Walker told a packed house of 300-plus auto executives, government officials and dealers that not just Ontario, but Canada, too, is becoming “too socialist.”
“We have a hard time bringing high-income people here because of the tax rate. You look at what the U.S. has done on corporate taxes, and it’s balancing out,” he said. “I want to be vocal because quite frankly…I don’t really care about what people think of me or the company. Somebody’s going to speak up and say, ‘Look, if you’re running a brand and if you’re going to criticize the government, they can lambaste you and can hurt your product.
Bill 148 and “bigger government” are stifling investment and productivity improvement, Walker said.
“I love Canada, I’m committed to Canada, but if we don’t start getting people that understand that business needs to be competitive and stop putting the burden on business, they’re going to go. I’m worried,” he said.
The Ontario labour legislation came at a critical juncture for Canadian auto manufacturing, which has lost out on many investments and new plants as automakers and suppliers instead focus on low-wage Mexico and right-to-work states in the United States.
Proponents of the legislation have argued it is necessary to ensure workers receive their fair share of economic gains as the Ontario economy picks up strength.
“We know the province’s economy is doing very well, but not everybody is sharing in that prosperity,” Ontario Labour Minister Kevin Flynn said during a question period in late November.

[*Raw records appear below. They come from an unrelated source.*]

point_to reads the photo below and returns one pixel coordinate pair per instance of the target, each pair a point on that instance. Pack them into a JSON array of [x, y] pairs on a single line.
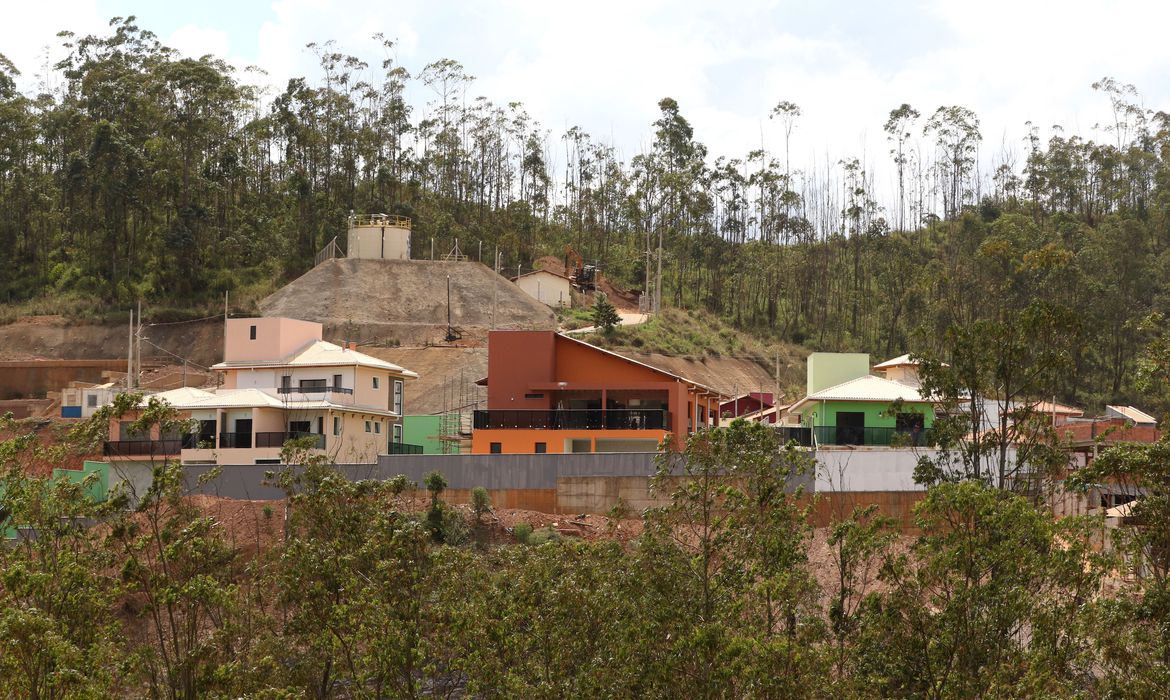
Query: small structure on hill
[[378, 237], [546, 287]]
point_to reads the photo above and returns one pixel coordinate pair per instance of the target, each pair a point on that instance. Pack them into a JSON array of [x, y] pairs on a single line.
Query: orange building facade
[[548, 392]]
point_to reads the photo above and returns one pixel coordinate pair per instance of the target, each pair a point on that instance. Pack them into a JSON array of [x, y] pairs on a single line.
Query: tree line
[[350, 589], [139, 173]]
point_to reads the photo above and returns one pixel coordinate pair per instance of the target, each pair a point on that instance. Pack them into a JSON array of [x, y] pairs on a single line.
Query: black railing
[[169, 447], [239, 440], [404, 448], [273, 439], [312, 390], [881, 437], [575, 419], [800, 434]]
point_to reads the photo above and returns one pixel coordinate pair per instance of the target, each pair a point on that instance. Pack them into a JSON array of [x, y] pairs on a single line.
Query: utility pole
[[138, 345], [130, 351], [658, 292]]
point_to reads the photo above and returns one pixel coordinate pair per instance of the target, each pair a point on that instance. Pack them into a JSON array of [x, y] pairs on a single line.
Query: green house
[[848, 405], [426, 431], [98, 489]]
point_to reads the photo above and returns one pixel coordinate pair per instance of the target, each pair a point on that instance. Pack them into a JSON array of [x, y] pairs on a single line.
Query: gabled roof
[[649, 366], [194, 399], [1059, 409], [901, 361], [536, 272], [865, 389], [1131, 413], [322, 354], [177, 397]]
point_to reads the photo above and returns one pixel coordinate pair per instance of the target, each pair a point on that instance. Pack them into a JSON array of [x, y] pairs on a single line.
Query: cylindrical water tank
[[379, 237]]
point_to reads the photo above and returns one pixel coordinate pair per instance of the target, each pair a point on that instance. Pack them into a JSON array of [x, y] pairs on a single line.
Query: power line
[[181, 322]]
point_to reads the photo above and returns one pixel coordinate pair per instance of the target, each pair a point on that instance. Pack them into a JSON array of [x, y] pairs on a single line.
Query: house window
[[398, 397]]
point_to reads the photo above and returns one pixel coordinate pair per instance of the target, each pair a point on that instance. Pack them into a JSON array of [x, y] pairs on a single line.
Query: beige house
[[548, 288], [280, 381]]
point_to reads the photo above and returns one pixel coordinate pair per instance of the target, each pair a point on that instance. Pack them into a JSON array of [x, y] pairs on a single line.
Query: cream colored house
[[548, 288], [280, 381]]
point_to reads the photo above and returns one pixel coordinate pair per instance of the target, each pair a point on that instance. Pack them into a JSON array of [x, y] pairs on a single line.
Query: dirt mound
[[405, 300], [447, 376], [54, 337], [731, 376], [623, 299]]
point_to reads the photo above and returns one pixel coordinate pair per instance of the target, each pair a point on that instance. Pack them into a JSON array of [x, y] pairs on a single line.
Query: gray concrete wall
[[494, 472]]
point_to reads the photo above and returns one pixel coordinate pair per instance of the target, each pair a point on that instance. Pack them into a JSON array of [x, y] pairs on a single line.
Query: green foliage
[[522, 532], [605, 314]]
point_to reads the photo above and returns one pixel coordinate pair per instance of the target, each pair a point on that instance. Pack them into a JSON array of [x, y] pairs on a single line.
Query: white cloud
[[195, 42]]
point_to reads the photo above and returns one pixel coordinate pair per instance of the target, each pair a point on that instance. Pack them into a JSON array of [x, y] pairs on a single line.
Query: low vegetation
[[355, 592]]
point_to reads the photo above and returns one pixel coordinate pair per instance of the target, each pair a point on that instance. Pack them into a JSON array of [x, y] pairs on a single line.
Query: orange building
[[548, 392]]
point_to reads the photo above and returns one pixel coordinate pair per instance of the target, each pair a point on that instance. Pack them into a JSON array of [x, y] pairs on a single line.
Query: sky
[[604, 66]]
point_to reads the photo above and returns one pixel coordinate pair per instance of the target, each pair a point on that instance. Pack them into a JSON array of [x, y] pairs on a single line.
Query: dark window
[[909, 423], [851, 427]]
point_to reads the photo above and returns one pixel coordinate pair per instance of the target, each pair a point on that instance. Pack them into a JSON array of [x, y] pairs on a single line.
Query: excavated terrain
[[405, 301]]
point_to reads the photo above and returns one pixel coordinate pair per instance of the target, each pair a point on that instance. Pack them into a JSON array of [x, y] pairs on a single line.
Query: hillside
[[405, 301]]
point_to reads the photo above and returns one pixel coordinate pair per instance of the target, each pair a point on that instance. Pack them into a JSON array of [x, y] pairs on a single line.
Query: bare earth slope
[[405, 300]]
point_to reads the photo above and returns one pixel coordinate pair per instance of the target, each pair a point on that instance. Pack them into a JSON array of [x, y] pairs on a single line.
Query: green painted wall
[[826, 413], [98, 491], [421, 430]]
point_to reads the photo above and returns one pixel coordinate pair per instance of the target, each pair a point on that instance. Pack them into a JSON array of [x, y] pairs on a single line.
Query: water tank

Walker argued that the legislation could end up doing the opposite by costing Ontario high-paying manufacturing jobs as the cost of doing business in the province rises. He said that Ontario is increasingly becoming less competitive. Walker blames electricity costs, uncertainty created by the North American Free Trade Agreement renegotiations, which picked up again Sunday in Mexico, and greenhouse emissions cap-and-trade laws, which allow companies to trade emissions allowances under a cap set by the government.
“Everybody wants everybody...to make more money,” Walker said during his December interview. “Everybody wants to give everybody more holidays. But at the end of the day, we have to be a competitive society. And I don’t think we should become a socialist society. And if we don’t do things that will attract capital and keep capital here, or you tax wealthy people or entrepreneurs to the point where they say we’re not going to come to this country, it’s a very short-sighted strategy.”
The minimum wage hike is already having an effect, Statistics Canada reported on Feb. 23. Prices in Ontario increased 1.8 per cent, “coinciding with a legislated minimum wage increase,” the agency said, in part.
Ontario and British Columbia (up 2.1 per cent) were the only provinces to record larger year-over-year increases in January than in December, Statistics Canada said.
Unifor President Jerry Dias, speaking in December at Automotive News’ Detroit offices, criticized the idea that Canada and Ontario have few advantages for automakers.
“Is cap-and-trade a disincentive? Anything that costs money is a disincentive,” Dias said. “Don Walker will argue that. Don Walker will argue that our labour rates are too high. Don
Walker will argue that our tax rate is too high. You won’t hear him talking about the Canadian dollar being low. Nobody will talk about our education system. Nobody will talk about our health care.”
Magna, the third-largest automotive supplier in the world by annual sales to automakers, has been one of the most outspoken companies against the labour legislation. In July 2017, Marc Neeb, Magna’s chief human resources officer, warned a committee studying the legislation that it could force the company to re-examine its Ontario operations.
“Ontario has increasingly become a very challenging jurisdiction in which to conduct business,” Neeb said, according to the Canadian Press.
Mark Nantais, president of the Canadian Vehicle Manufacturers’ Association, which represents General Motors, Ford and Fiat Chrysler, said the industry and policymakers must address concerns about labour costs, cap and trade, high electric costs and other factors if they hope to keep the industry’s manufacturing momentum going.
“We’ve come out of that deep, deep hole in 2008. Whether it’s NAFTA or some of the other things, those will detract from that ongoing return to success, if you will,” Nantais said. “We’ve always said that it’s not just one item or one thing that makes us uncompetitive. It’s the ultimate aggregate of those things that puts us in a more tenuous position in terms of cost of doing business here.”